The Italian squad has struggled in years gone by, with it being ten years since a Ferrari driver came out victorious in the championship - Kimi Raikkonen in 2007. However, as of after the Belgian Grand Prix, Sebastian Vettel heads the driver standings and has done since the start of the season.
"Compared to when I was here a year ago, the difference is night and day," Marchionne said. "The guys are extremely motivated and the renewal of Vettel and Raikkonen gives a clear perspective to the team. We have done a great job of improving the car and are convinced that it is absolutely equal to Mercedes."
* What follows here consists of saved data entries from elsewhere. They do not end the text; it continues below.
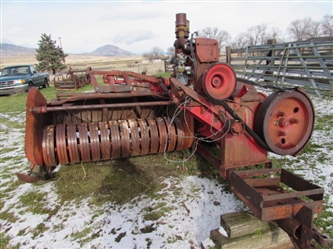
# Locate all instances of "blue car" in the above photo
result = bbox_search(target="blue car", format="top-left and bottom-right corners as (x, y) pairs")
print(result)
(0, 64), (49, 95)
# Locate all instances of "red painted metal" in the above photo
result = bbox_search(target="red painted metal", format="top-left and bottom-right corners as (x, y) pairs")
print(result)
(18, 12), (329, 249)
(203, 63), (236, 101)
(255, 90), (315, 155)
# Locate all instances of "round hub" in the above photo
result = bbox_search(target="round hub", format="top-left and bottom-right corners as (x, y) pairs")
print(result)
(203, 63), (236, 101)
(254, 91), (314, 155)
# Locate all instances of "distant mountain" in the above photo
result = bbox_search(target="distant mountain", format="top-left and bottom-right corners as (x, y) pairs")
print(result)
(1, 43), (134, 57)
(1, 43), (36, 55)
(91, 44), (134, 56)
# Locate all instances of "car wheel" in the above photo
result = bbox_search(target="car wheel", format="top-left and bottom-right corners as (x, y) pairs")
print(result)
(43, 79), (50, 88)
(27, 82), (34, 92)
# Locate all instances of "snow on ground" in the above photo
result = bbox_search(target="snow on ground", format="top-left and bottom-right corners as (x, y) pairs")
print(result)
(0, 95), (332, 249)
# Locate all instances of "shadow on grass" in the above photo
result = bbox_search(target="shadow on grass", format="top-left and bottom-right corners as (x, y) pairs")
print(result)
(51, 156), (177, 207)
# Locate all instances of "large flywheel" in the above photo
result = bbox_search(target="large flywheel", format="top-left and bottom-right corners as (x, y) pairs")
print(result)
(254, 90), (314, 156)
(202, 63), (237, 101)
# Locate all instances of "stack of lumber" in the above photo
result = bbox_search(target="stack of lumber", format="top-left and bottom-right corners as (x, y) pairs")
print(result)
(208, 211), (294, 249)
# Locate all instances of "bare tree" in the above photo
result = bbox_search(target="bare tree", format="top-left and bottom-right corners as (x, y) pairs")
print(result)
(269, 27), (283, 43)
(321, 14), (333, 37)
(245, 24), (270, 45)
(231, 24), (282, 49)
(167, 46), (175, 59)
(287, 17), (318, 41)
(230, 32), (248, 49)
(306, 20), (321, 38)
(199, 27), (231, 52)
(143, 46), (165, 61)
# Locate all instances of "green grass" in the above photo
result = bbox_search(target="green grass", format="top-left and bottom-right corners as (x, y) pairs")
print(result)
(0, 210), (19, 223)
(70, 227), (91, 241)
(18, 191), (49, 215)
(154, 72), (172, 78)
(314, 115), (333, 130)
(52, 156), (181, 206)
(0, 232), (10, 249)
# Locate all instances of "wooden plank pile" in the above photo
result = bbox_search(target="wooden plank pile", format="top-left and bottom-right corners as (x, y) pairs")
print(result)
(206, 211), (294, 249)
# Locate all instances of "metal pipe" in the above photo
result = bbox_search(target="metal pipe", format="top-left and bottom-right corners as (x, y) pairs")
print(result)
(30, 101), (174, 113)
(278, 218), (301, 240)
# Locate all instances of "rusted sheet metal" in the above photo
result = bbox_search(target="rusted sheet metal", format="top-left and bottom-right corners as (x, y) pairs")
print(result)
(229, 168), (323, 220)
(25, 87), (48, 166)
(54, 67), (92, 90)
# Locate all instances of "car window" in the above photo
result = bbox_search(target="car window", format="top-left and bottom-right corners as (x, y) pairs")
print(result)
(2, 68), (11, 76)
(30, 66), (36, 73)
(2, 66), (29, 76)
(13, 67), (29, 75)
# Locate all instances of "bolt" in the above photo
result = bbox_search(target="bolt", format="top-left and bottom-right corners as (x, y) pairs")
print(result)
(279, 131), (286, 136)
(276, 111), (286, 117)
(290, 118), (299, 124)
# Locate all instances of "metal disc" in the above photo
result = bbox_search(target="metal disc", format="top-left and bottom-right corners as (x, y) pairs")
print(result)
(78, 123), (91, 162)
(128, 119), (140, 156)
(99, 122), (110, 160)
(42, 125), (57, 170)
(109, 120), (121, 158)
(155, 117), (168, 153)
(42, 126), (51, 168)
(174, 117), (185, 151)
(182, 114), (194, 150)
(164, 117), (177, 152)
(56, 124), (69, 165)
(147, 118), (159, 154)
(67, 124), (80, 164)
(89, 123), (101, 161)
(137, 119), (150, 155)
(254, 91), (314, 156)
(119, 120), (131, 157)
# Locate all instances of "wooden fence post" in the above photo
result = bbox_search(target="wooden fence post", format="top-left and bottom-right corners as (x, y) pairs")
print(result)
(226, 46), (232, 65)
(265, 39), (276, 82)
(266, 39), (276, 65)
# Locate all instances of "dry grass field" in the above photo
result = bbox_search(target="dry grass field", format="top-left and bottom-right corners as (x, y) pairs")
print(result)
(1, 53), (166, 76)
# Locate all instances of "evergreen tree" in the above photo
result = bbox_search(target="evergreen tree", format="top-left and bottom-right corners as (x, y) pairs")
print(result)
(35, 33), (68, 74)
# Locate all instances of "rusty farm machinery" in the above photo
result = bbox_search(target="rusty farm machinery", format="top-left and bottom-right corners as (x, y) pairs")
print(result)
(18, 13), (330, 249)
(53, 66), (92, 90)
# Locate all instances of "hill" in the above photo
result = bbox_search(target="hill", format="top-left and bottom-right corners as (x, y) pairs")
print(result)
(91, 44), (134, 56)
(0, 43), (36, 56)
(1, 43), (135, 57)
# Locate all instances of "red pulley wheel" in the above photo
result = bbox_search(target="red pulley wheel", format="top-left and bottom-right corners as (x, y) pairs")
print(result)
(254, 91), (314, 156)
(203, 63), (236, 101)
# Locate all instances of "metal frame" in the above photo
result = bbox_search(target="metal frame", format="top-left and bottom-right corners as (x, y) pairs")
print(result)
(227, 38), (333, 96)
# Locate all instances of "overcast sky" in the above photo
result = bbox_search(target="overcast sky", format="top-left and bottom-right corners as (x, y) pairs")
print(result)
(1, 0), (332, 54)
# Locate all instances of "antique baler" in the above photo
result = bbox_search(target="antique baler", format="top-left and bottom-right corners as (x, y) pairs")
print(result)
(18, 13), (330, 249)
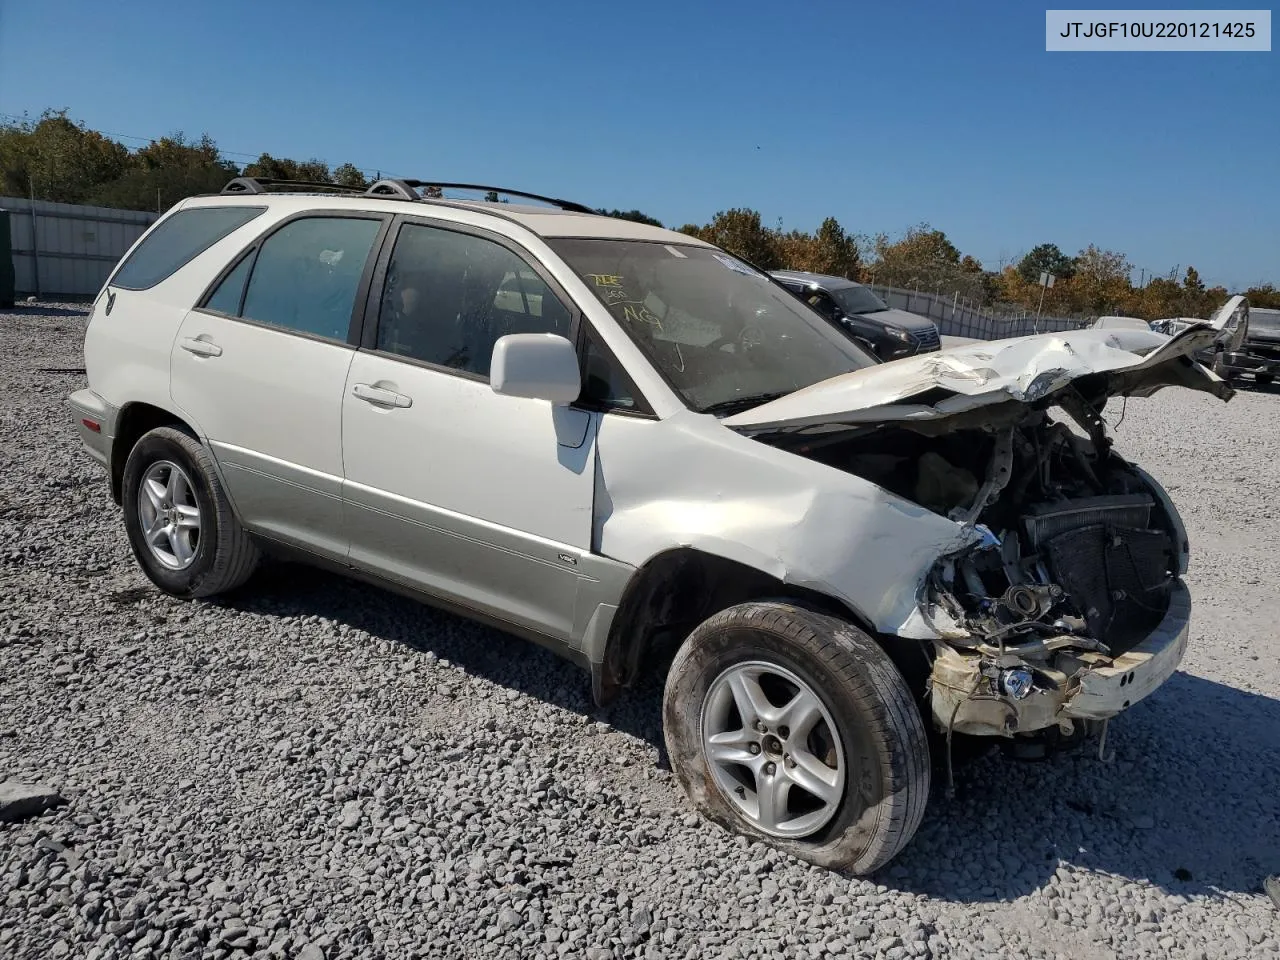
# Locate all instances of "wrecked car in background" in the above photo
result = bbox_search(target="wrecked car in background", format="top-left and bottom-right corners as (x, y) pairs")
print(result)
(1151, 294), (1251, 380)
(71, 182), (1232, 876)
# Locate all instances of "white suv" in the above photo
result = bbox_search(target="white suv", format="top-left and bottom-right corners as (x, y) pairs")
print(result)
(68, 177), (1231, 873)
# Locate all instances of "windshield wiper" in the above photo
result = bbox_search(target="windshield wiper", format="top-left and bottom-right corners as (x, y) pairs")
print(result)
(700, 391), (790, 417)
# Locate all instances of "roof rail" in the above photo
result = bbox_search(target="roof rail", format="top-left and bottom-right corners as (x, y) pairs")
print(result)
(222, 176), (594, 213)
(221, 177), (366, 196)
(400, 181), (594, 213)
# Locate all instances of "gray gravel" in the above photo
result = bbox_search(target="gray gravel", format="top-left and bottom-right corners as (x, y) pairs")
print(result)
(1, 303), (1278, 960)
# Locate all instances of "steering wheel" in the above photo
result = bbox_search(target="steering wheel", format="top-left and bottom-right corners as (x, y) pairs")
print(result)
(709, 325), (766, 353)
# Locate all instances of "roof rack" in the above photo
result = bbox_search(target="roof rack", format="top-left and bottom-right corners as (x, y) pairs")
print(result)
(218, 179), (593, 213)
(221, 176), (594, 214)
(394, 181), (596, 214)
(220, 176), (366, 196)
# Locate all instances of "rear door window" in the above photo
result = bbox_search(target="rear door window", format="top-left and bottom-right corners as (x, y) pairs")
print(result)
(202, 253), (253, 316)
(203, 216), (383, 341)
(111, 206), (265, 290)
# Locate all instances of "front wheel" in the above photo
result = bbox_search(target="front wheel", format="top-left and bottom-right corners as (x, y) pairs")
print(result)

Ferrari struggled massively in the wet conditions in qualifying and will line up on Sunday's grid fifth and sixth: "I have talked about it with Sebastian and Kimi," Marchionne continued, "but the most interesting and encouraging point is that we have a car development plan for the rest of the year.
"It's not just about one race. Monza is the hardest of the races remaining but if we look at the development from here until the end we have a series of mechanical and aerodynamic changes that will improve the car and also be a solid foundation for 2018. So we cannot be happier."
That is despite the fact a political row is bubbling behind the scenes, after Mercedes allegedly broke a 'gentleman's agreement' and now has a fourth engine this year that can burn oil as fuel at a greater rate than Ferrari. Marchionne plays it down.
"The political battle with Mercedes is always there. The important thing is to keep it on a civil level," he said. "The choice made by Toto (Wolff) could have its consequences because they must do the rest of the season with the engines they have, while we have the freedom to work on engine development for the rest of the year and introduce it when we need."